In the MIPS program, clinicians are evaluated in 4 domains: quality (eg, reporting and performance on clinical quality measures), improvement activities, promoting interoperability (eg, using health information technology to improve care), and cost.
Physicians must be engaged stakeholders for MIPS to succeed, and many physicians believe that core activities in the 4 domains can improve value (ie, improve quality while maintaining or lowering costs, or lower costs while maintaining or improving quality).
However, value is inherently multifaceted, given its relationship to the underlying mechanisms of quality, cost, and patient experience.
Results:
Of 1431 physicians, 51% responded. Most believed that value would be improved by activities in the 4 MIPS domains of quality (55%), improvement activities (70%), promoting interoperability (54%), and cost (71%)

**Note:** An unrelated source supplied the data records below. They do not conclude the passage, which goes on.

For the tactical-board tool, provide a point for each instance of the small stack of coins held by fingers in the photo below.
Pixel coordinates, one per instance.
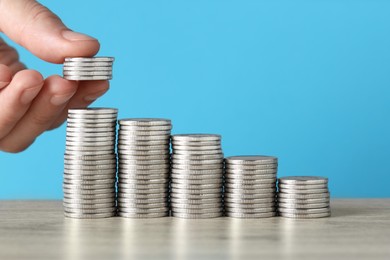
(95, 68)
(144, 165)
(250, 186)
(197, 175)
(303, 197)
(90, 163)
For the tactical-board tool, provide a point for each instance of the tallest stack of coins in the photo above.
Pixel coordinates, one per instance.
(90, 163)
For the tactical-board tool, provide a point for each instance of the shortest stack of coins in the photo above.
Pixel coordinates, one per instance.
(95, 68)
(197, 175)
(90, 163)
(144, 164)
(250, 186)
(303, 197)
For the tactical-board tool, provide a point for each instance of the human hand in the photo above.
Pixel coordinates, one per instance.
(29, 104)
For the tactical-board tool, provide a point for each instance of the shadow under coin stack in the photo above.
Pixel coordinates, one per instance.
(95, 68)
(197, 175)
(90, 163)
(303, 197)
(250, 186)
(144, 165)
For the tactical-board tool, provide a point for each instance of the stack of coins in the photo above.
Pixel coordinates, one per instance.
(144, 165)
(250, 186)
(90, 163)
(303, 197)
(197, 176)
(96, 68)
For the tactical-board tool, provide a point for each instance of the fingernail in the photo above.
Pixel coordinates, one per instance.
(94, 96)
(74, 36)
(29, 94)
(3, 84)
(58, 100)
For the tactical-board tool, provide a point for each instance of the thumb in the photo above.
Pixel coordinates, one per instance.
(36, 28)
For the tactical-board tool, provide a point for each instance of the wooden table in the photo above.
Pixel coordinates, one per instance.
(358, 229)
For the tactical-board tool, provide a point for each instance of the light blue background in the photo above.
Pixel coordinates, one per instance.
(307, 81)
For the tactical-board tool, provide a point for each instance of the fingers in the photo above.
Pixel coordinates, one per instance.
(47, 106)
(10, 57)
(16, 98)
(88, 92)
(5, 76)
(40, 31)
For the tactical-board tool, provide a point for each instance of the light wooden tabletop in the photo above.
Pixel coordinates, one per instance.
(358, 229)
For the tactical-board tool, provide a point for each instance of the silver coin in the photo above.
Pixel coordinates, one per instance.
(196, 201)
(143, 186)
(93, 110)
(250, 167)
(251, 210)
(197, 216)
(251, 160)
(89, 68)
(238, 206)
(304, 211)
(196, 137)
(249, 216)
(195, 196)
(197, 191)
(143, 196)
(68, 64)
(215, 172)
(147, 215)
(142, 201)
(228, 195)
(138, 128)
(146, 152)
(78, 196)
(145, 121)
(196, 186)
(85, 162)
(143, 143)
(87, 73)
(307, 191)
(252, 191)
(188, 152)
(196, 143)
(303, 206)
(89, 206)
(198, 208)
(123, 176)
(89, 211)
(218, 181)
(87, 77)
(88, 192)
(100, 172)
(196, 148)
(305, 216)
(197, 162)
(250, 181)
(143, 147)
(142, 210)
(197, 167)
(303, 201)
(89, 216)
(250, 201)
(302, 187)
(89, 201)
(303, 180)
(92, 59)
(179, 157)
(144, 162)
(250, 186)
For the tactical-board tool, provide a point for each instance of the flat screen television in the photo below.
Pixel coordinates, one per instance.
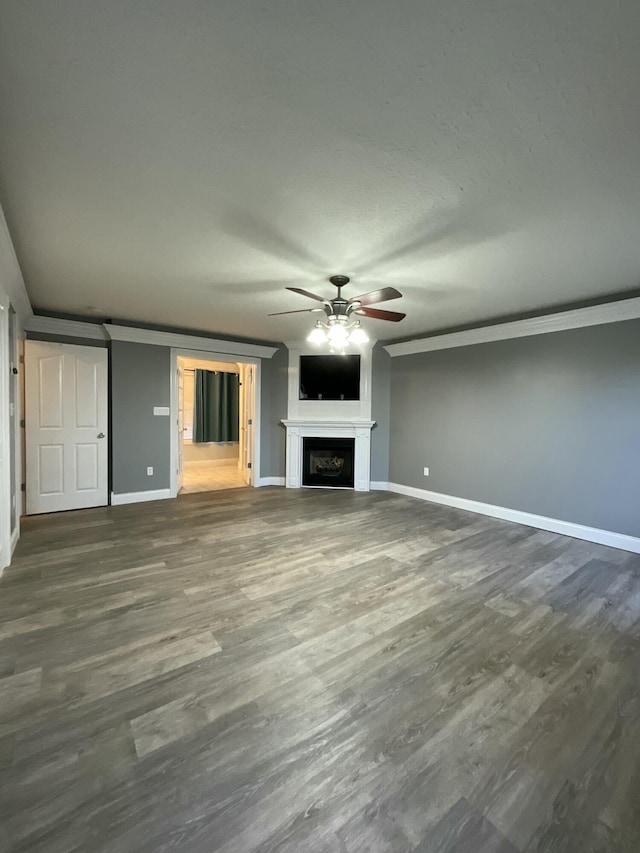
(329, 377)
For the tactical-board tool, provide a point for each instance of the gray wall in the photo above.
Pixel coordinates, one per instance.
(547, 424)
(380, 413)
(140, 380)
(275, 379)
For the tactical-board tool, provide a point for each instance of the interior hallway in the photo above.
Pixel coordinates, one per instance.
(209, 477)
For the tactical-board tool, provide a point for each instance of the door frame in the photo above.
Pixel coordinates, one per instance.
(32, 430)
(5, 439)
(203, 355)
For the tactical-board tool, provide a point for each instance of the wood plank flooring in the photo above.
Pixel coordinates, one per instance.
(270, 671)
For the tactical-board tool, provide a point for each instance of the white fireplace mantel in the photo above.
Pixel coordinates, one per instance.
(360, 430)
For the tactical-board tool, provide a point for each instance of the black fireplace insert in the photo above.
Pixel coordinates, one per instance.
(328, 462)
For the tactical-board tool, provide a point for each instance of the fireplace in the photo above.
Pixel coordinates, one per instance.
(328, 462)
(354, 434)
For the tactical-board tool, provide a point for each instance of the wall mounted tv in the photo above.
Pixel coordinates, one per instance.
(329, 377)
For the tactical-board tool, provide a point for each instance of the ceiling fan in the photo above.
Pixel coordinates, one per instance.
(340, 327)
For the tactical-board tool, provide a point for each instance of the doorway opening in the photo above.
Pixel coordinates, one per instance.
(215, 407)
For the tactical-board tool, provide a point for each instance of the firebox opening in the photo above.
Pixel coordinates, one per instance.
(328, 462)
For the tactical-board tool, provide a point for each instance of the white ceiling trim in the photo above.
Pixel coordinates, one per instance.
(65, 328)
(176, 340)
(11, 275)
(595, 315)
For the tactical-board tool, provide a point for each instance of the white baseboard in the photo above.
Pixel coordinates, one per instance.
(567, 528)
(269, 481)
(140, 497)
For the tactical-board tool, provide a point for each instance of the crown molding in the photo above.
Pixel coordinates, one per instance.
(595, 315)
(175, 339)
(65, 328)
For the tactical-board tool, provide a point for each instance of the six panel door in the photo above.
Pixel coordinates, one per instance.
(66, 418)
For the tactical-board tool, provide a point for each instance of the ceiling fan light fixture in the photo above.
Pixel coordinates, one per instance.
(338, 333)
(358, 335)
(317, 335)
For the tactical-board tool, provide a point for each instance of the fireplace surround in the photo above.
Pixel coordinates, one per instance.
(358, 431)
(328, 419)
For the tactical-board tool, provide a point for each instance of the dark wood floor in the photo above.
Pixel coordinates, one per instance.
(316, 672)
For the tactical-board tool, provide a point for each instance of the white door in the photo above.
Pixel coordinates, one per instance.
(66, 426)
(249, 414)
(180, 426)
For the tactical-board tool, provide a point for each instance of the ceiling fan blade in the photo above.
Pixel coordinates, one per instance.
(382, 295)
(379, 314)
(306, 293)
(299, 311)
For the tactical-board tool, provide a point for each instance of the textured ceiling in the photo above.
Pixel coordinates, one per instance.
(180, 163)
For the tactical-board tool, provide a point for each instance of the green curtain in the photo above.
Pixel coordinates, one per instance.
(216, 410)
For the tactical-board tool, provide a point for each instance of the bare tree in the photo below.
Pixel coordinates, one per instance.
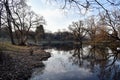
(78, 31)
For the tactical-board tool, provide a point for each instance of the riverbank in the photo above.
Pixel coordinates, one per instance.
(17, 63)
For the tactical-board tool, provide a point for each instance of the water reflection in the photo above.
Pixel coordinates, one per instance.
(81, 63)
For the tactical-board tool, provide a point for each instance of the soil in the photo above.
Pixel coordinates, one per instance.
(20, 65)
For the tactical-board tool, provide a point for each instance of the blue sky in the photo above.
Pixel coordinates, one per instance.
(57, 19)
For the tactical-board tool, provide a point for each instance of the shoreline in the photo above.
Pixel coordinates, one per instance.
(20, 65)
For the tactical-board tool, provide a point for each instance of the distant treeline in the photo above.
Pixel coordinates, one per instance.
(57, 36)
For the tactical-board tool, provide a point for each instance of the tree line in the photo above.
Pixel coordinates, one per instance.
(18, 17)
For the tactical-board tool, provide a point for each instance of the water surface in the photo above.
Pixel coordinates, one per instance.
(78, 64)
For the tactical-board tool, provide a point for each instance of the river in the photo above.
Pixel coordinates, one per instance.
(79, 64)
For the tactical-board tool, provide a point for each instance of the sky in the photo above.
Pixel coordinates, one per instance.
(56, 18)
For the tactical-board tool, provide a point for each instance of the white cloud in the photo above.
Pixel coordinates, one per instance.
(55, 17)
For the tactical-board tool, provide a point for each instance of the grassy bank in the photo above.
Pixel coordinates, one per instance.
(17, 63)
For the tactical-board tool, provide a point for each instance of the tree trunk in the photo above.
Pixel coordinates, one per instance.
(9, 21)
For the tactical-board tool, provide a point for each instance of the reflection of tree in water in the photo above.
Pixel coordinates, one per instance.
(108, 65)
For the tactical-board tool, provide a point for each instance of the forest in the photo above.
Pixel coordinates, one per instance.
(25, 44)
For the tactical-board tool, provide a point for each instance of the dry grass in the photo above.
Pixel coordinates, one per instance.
(6, 46)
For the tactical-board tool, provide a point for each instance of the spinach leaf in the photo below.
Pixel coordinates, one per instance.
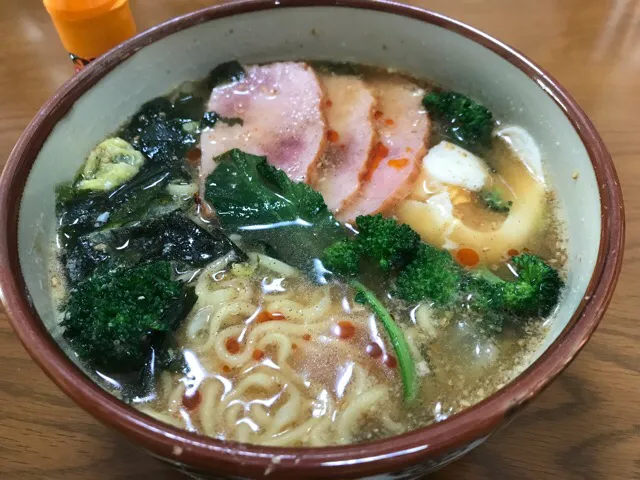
(262, 204)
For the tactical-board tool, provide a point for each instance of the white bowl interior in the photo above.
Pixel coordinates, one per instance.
(334, 33)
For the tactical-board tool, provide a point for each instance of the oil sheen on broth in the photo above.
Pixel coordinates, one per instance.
(281, 342)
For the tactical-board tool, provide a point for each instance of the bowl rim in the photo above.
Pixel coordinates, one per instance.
(371, 458)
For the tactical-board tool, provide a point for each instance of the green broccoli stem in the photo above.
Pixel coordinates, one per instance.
(400, 346)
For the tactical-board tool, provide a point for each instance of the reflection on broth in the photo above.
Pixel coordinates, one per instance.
(301, 254)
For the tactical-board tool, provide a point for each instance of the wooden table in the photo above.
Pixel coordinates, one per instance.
(585, 426)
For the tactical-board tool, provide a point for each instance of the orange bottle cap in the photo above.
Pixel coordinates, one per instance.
(88, 28)
(80, 9)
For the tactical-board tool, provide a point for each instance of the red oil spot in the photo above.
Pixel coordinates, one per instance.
(333, 136)
(191, 402)
(398, 163)
(265, 316)
(344, 330)
(193, 156)
(374, 350)
(380, 152)
(467, 257)
(232, 345)
(390, 361)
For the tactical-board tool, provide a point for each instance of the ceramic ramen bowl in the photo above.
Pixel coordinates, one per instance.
(425, 44)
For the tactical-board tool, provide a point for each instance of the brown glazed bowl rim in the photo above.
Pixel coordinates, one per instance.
(348, 461)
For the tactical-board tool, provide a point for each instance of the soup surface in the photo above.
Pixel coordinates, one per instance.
(307, 254)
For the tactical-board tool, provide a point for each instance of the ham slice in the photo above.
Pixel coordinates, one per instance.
(280, 105)
(403, 128)
(349, 110)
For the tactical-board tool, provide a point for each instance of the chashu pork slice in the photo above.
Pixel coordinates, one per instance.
(349, 111)
(403, 128)
(280, 107)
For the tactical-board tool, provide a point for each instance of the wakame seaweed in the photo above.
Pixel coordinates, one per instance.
(171, 237)
(260, 202)
(80, 212)
(162, 130)
(227, 72)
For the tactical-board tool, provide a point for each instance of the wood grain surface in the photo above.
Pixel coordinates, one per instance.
(586, 425)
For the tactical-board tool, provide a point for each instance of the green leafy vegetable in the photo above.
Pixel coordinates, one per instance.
(494, 201)
(80, 212)
(171, 237)
(462, 120)
(158, 130)
(228, 72)
(400, 346)
(109, 165)
(260, 201)
(116, 317)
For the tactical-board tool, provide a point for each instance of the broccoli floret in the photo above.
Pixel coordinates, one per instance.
(537, 289)
(387, 242)
(493, 200)
(534, 293)
(342, 257)
(432, 275)
(109, 165)
(482, 293)
(461, 119)
(115, 317)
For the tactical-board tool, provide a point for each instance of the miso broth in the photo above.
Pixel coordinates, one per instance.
(308, 254)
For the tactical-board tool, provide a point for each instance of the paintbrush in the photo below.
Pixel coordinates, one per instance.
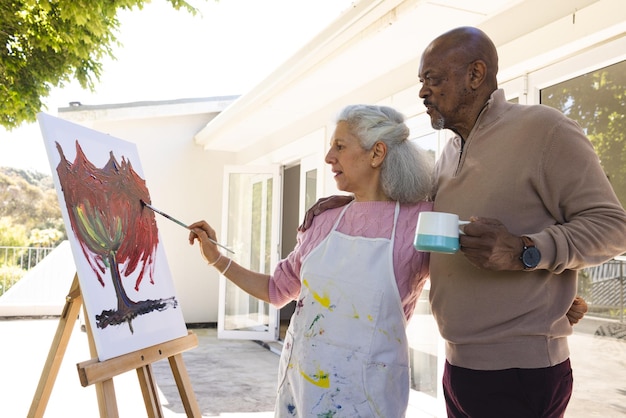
(149, 206)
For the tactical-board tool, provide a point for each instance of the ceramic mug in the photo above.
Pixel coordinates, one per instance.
(438, 232)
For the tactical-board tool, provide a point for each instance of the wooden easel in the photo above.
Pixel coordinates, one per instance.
(101, 373)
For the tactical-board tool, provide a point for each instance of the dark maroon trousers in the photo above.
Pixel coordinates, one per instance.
(511, 393)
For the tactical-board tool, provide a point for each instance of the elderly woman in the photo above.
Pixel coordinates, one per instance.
(354, 273)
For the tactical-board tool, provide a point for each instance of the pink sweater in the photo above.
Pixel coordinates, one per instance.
(366, 219)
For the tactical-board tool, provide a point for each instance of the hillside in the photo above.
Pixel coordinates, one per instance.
(29, 209)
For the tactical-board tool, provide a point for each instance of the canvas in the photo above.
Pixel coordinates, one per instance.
(123, 273)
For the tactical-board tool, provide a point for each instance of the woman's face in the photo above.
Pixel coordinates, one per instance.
(350, 163)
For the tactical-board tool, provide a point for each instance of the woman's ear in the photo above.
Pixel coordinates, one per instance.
(378, 153)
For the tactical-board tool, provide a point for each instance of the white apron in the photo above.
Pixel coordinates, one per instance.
(346, 352)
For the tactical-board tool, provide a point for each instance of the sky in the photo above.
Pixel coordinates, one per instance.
(168, 54)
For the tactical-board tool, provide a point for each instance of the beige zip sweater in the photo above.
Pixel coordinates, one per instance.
(533, 169)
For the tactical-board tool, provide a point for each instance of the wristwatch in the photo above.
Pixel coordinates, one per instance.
(530, 254)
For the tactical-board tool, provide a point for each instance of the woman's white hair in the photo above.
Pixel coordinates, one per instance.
(407, 171)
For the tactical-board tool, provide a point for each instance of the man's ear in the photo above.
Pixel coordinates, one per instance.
(379, 151)
(478, 73)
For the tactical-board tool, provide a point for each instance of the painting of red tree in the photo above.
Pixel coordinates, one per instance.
(121, 265)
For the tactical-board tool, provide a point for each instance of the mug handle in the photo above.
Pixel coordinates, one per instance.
(463, 223)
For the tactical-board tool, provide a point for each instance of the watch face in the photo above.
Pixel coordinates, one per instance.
(531, 257)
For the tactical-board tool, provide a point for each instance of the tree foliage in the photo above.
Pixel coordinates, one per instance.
(47, 43)
(597, 101)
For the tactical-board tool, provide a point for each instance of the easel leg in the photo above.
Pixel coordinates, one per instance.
(50, 371)
(149, 391)
(184, 386)
(105, 391)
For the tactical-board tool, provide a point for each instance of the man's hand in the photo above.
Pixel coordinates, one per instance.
(321, 205)
(577, 310)
(489, 245)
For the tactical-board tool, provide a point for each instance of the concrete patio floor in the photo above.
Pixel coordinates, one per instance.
(237, 379)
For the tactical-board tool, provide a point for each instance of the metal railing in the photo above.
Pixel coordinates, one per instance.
(16, 261)
(604, 289)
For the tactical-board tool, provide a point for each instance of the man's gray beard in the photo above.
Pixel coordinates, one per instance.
(438, 123)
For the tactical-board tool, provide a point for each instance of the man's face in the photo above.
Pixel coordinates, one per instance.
(445, 89)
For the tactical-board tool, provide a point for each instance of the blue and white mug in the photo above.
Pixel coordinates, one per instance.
(438, 232)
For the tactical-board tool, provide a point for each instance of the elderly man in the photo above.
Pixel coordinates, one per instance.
(541, 208)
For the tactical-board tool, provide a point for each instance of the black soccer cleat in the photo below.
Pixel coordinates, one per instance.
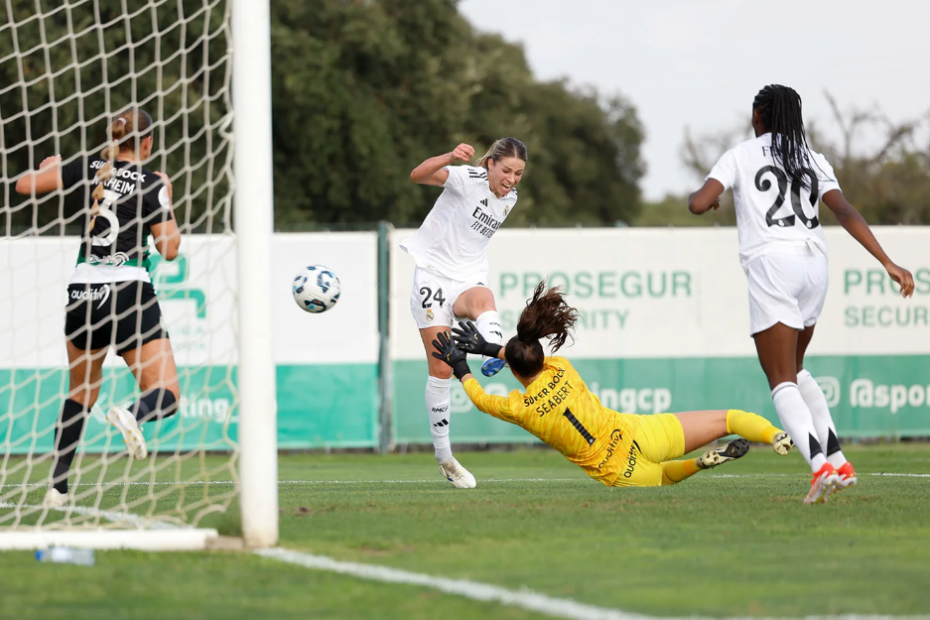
(734, 450)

Process quality was the most frequently selected driver in the quality (77%), improvement activities (70%), and promoting interoperability (70%) domains
Conclusion: Among physicians who believed that MIPS domain activities would improve value, most believed that would occur predominantly through process improvement activities rather than other forms of quality, patient experience, or cost containment.
These findings complement a portfolio of work led by Dr. Liao about MIPS, including analyses of physician perspectives and performance among group practices; and insights about the financial opportunities and clinician engagement in the program, and other aspects of participation (MIPS APM designation; small group practice participation; the need for more cost measures).